Il est essentiel de rappeler que la nouvelle implantation va manipuler des poussières mais aussi des hydrocarbures (Cf. dossier) et faire circuler des poussières enrobées de dérivées HAP. Il faut insister là-dessus pour montrer que l’étude doit obligatoirement prendre en compte les effets cumulatifs avec les deux autres installations génératrices de poussière et de HAP : Eiffage et la RN406.

D) Mobilisez vous : il reste jusqu’au 16 Octobre pour remplir l’enquête publique !
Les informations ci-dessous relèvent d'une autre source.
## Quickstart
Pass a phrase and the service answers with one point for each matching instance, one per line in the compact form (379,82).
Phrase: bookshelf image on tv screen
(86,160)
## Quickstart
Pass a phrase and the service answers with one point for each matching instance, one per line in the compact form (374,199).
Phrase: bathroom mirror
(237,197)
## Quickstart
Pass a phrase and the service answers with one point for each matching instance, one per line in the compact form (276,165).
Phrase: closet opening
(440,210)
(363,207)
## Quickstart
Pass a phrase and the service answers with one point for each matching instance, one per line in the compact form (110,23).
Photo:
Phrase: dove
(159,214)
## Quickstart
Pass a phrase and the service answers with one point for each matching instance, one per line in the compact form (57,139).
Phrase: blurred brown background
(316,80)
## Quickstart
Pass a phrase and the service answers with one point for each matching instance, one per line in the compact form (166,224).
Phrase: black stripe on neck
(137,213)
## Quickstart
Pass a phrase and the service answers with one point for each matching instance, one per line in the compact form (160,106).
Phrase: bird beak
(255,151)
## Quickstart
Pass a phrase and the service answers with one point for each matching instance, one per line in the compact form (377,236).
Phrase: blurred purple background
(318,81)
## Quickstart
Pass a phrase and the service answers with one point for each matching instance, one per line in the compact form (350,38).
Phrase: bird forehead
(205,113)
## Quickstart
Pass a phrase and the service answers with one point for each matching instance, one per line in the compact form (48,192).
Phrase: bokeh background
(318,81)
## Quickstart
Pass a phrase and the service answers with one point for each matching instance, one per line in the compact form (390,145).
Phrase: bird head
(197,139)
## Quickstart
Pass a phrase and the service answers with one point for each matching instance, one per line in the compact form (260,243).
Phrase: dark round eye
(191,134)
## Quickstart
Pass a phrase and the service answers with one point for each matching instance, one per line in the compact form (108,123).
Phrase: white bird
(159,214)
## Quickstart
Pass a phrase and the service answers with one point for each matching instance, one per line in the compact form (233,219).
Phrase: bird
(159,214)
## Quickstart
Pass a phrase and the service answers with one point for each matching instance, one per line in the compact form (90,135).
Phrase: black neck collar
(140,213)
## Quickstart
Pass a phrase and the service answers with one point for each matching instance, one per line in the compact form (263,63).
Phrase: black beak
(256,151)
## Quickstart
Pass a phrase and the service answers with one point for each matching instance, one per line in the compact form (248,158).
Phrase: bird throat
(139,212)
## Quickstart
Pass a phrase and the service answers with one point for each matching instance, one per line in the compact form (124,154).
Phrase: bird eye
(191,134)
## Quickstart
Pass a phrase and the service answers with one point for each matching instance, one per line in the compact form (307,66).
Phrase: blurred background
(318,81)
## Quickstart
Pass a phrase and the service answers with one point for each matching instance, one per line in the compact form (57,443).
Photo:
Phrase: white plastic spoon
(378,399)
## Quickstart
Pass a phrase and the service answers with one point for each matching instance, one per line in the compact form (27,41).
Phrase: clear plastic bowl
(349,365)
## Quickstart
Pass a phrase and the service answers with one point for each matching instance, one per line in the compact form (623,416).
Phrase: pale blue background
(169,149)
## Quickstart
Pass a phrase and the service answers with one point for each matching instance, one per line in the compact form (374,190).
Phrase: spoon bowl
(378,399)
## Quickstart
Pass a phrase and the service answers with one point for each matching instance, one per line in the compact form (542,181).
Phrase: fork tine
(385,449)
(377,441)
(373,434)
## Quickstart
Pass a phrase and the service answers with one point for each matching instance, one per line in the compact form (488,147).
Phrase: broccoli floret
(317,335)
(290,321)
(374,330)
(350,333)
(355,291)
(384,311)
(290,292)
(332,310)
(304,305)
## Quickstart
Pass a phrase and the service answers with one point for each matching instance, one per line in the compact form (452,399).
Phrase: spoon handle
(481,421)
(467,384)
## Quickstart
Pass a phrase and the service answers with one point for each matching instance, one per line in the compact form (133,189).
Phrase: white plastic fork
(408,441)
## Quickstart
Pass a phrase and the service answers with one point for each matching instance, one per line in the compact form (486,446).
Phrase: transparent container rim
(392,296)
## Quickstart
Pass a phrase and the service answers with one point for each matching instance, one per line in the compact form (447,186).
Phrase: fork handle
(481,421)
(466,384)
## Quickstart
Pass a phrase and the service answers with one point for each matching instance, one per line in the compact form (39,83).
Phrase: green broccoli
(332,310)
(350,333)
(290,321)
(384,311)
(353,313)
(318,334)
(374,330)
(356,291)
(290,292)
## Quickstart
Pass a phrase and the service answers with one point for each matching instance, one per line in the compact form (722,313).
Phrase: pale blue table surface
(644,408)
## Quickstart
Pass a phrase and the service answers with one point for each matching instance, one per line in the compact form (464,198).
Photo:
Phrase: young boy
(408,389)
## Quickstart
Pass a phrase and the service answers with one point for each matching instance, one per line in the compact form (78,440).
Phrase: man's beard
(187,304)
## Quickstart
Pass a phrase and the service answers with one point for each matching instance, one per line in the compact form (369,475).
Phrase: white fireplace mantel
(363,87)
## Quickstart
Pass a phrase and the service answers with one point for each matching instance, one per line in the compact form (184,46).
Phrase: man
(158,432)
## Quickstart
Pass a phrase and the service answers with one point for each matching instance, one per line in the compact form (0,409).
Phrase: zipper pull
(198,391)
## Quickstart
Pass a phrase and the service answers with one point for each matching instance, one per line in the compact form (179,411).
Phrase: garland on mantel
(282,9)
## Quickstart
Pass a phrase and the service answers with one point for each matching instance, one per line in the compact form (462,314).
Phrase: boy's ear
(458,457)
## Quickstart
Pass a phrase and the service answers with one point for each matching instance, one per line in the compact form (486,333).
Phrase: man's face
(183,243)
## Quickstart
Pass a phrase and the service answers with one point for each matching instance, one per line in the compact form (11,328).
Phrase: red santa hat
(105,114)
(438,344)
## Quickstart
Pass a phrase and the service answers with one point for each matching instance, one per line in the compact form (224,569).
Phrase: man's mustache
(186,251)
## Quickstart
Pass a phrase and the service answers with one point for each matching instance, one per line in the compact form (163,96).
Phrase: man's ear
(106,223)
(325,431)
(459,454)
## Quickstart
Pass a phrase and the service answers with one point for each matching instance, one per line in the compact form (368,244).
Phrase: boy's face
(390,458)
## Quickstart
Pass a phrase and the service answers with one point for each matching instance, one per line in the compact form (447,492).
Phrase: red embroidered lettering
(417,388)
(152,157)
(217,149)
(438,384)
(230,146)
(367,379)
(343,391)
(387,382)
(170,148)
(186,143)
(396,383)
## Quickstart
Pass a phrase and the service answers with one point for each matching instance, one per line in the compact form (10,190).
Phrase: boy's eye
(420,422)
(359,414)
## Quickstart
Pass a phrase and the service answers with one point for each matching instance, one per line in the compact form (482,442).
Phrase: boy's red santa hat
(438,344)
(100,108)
Une fois que vous aurez complété votre analyse, vous pouvez aller déposer  vos observations sur le registre en mairie de Bonneuil au 7 rue d’Etienne d’Orves. D’après BMSE (j’ignore si c’est vrai) vous pouvez aussi transmettre ces observations par écrit au commissaire enquêteur. A mon avis, il est plus sûr d’aller remplir directement le registre, d’autant que cela vous permet de lire les avis des autres personnes et de reprendre ceux que vous jugez pertinents. Car rappelez vous : plus nous sommes nombreux à reprendre un argument, plus il y a de chance qu’il soit finalement repris par le commissaire enquêteur.

N’oubliez pas également que les conseils municipaux ou les partis politiques au niveau départemental peuvent prendre position sur le dossier et faire figurer leur avis dans le dossier d’enquête.